1. Introduction

This document provides a standardized framework to evaluate the effectiveness of Smile’s MAW product during backtesting and live POC phases, ensuring alignment between:

Blacklist identification logic
Risk segmentation performance
Business-specific approval strategies

2. Blacklist Definition & Data Handling

2.1 Blacklist Decision Rule

True Blacklist:
- L5 level signals in SMS and voice represent confirmed high-risk / fraud / delinquency users

2.2 Seat Data Treatment

Seat data must be excluded from blacklist count calculations

Reason:

Seat data includes mixed operational activities:
- Marketing outreach
- Customer service calls
- Payment reminders
- Collection activities
These introduce label noise and distort blacklist precision

However:

Seat data should still be used as behavioral signals in risk analysis (not labeling)

3. Scenario-Based Risk Evaluation Framework

3.1 New Customer Acquisition (Data Coverage ≥ 80%)

3.1.1 Indicators for Increasing Approval (Pass Rate ↑)

Profiles considered lower risk:

Presence of:
- Multiple L1 / L3 signals in SMS or voice
- No L4 / L5 signals
Seat data signals:
- L5 exists with valid call duration (call duration is not 0)
- Requires validation via:
  - Connection frequency
  - Call duration consistency

Interpretation:

Likely normal financial behavior / engaged users

3.1.2 Indicators for Reducing Approval (Pass Rate ↓)
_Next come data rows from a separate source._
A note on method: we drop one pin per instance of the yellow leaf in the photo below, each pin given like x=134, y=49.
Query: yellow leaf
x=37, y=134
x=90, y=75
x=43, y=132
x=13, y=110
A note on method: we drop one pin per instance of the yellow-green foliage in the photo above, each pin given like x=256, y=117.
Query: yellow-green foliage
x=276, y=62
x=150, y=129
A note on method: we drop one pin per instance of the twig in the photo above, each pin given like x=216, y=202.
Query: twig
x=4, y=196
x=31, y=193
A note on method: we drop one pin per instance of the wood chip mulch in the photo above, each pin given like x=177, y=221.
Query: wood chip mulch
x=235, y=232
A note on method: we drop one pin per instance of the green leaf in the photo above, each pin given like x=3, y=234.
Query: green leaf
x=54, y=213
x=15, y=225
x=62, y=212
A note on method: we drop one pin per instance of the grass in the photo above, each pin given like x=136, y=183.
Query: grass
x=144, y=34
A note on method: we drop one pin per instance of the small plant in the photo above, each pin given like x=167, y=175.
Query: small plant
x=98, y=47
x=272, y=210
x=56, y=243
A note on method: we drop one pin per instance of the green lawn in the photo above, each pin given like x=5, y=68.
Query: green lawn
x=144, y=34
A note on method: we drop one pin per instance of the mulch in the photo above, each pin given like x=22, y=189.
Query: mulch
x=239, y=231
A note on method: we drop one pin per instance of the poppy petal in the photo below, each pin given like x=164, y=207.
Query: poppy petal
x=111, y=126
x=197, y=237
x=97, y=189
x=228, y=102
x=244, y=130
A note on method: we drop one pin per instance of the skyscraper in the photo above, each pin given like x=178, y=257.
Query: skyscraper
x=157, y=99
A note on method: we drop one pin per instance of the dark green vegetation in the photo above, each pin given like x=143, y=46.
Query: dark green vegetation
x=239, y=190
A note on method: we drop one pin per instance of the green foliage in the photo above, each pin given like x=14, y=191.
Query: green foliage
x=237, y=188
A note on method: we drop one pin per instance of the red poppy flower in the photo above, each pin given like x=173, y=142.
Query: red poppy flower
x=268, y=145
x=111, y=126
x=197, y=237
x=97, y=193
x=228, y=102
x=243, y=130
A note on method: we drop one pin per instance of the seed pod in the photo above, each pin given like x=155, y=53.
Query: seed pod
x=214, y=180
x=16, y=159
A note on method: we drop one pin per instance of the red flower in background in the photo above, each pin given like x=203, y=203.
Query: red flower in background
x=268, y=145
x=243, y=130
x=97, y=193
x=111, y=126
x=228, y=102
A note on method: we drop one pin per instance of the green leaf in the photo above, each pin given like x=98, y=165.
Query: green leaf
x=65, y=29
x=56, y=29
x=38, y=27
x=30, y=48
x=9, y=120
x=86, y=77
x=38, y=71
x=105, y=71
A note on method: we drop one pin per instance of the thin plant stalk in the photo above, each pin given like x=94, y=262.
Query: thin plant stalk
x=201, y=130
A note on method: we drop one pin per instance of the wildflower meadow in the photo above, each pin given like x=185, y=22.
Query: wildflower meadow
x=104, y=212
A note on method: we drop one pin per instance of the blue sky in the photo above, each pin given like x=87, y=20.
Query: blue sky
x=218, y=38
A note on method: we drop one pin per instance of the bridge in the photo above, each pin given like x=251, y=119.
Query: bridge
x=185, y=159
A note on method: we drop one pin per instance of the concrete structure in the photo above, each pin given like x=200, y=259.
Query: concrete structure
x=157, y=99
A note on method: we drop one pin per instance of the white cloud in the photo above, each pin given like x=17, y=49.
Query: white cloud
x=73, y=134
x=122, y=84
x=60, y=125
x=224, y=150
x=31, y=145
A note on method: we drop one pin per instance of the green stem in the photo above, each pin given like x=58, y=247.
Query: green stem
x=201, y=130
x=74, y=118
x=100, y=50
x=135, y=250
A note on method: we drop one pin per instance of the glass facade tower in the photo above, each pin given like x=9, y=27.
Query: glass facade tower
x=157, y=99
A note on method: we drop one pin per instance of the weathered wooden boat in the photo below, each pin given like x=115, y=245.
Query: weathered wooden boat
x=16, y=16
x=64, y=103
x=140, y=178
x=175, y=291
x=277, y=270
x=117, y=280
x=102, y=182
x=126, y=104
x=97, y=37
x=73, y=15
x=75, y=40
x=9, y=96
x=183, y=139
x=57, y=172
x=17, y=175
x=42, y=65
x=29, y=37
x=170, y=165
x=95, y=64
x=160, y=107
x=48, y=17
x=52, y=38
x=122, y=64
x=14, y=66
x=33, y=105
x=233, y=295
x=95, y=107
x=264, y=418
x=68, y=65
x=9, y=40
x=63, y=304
Profiles considered higher risk:

Abnormal recent activity (last ~7 days):
- Multiple outbound attempts
- No successful connections (0 duration)
Risk signals in telco data:
- Multiple L4 hits
- Even small number of L5 hits
Bullish / aggressive borrowing behavior:
- High distinct CID count
- Example threshold:
  - more than 10 unique CIDs

Interpretation:

Indicates over-leveraging, potential fraud, or credit stress

3.2 Existing Customers (Credit Limit Increase / Repeat Loans)

3.2.1 High-Quality Customer Signals

Seat data:
- L5 with normal call duration (healthy engagement)
Borrowing behavior:
- Controlled CID exposure:
  - Suggested range: 3–5 CID hits
Risk outcome indicators:
- No signs of default risk
- CID behavior not in extreme ranges

Interpretation:

Eligible for credit line increase / retention strategies

3.2.2 Fraud / Uncertain Risk Signals

Very low CID activity:
- 0–1 CID hits

Interpretation:

Insufficient behavioral data
Must be cross-validated with other data sources (e.g., device, KYC, bureau)

4. Key Evaluation Parameters

4.1 Time Window Configuration

Must be aligned with product type:

New Customers:
- Short-term loans:
  - Last 6–12 months
- Installment products:
  - Full historical dataset preferred
Existing Customers:
- Based on:
  - Loan tenure
  - Repayment cycle
  - Credit review frequency

4.2 Dynamic Threshold Setting

Thresholds must not be static and should be calibrated per client:

Examples:

Number of dial attempts
Connection rate
Distinct CID count
L4/L5 hit frequency

Adjustment drivers:

Target segment risk profile
Approval rate targets
Local market behavior (PH / ID / LATAM / Africa differences)

5. Backtesting Methodology

5.1 Sample Segmentation

Split test population into:

Approved vs Rejected (client decision baseline)
Good vs Bad (actual repayment outcome)
MAW risk tiers (L1–L5 distribution)

5.2 Core Evaluation Metrics

Hit Rate (Blacklist Detection):
- % of bad users correctly identified via L5
KS / AUC (if combined into score)
Approval Rate Impact:
- Pass rate change when applying MAW rules
Bad Rate Improvement:
- Compare:
  - With MAW rules
  - Without MAW rules

5.3 Rule Simulation

Simulate scenarios:

Reject:
- Any L5 (SMS/voice)
- High CID count (> threshold)
- Multiple L4
Approve:
- Only L1–L3
- Stable seat engagement

Then compare:

Approval rate vs Bad rate tradeoff

6. POC / Live Testing Recommendations

Start with:
- Partial traffic rollout (10%–30%)
Monitor:
- Early delinquency (D7, D14)
- Approval rate shift
Gradually adjust:
- CID thresholds
- L4/L5 sensitivity
- Time windows

7. Summary

MAW is behavioral telco-derived data, not a standalone credit score
Best performance achieved when combined with:
- Device intelligence
- Credit bureau
- Alternative data (e.g., Smile's Footprint Score)
Seat data:
- Valuable for behavior
- Not suitable for labeling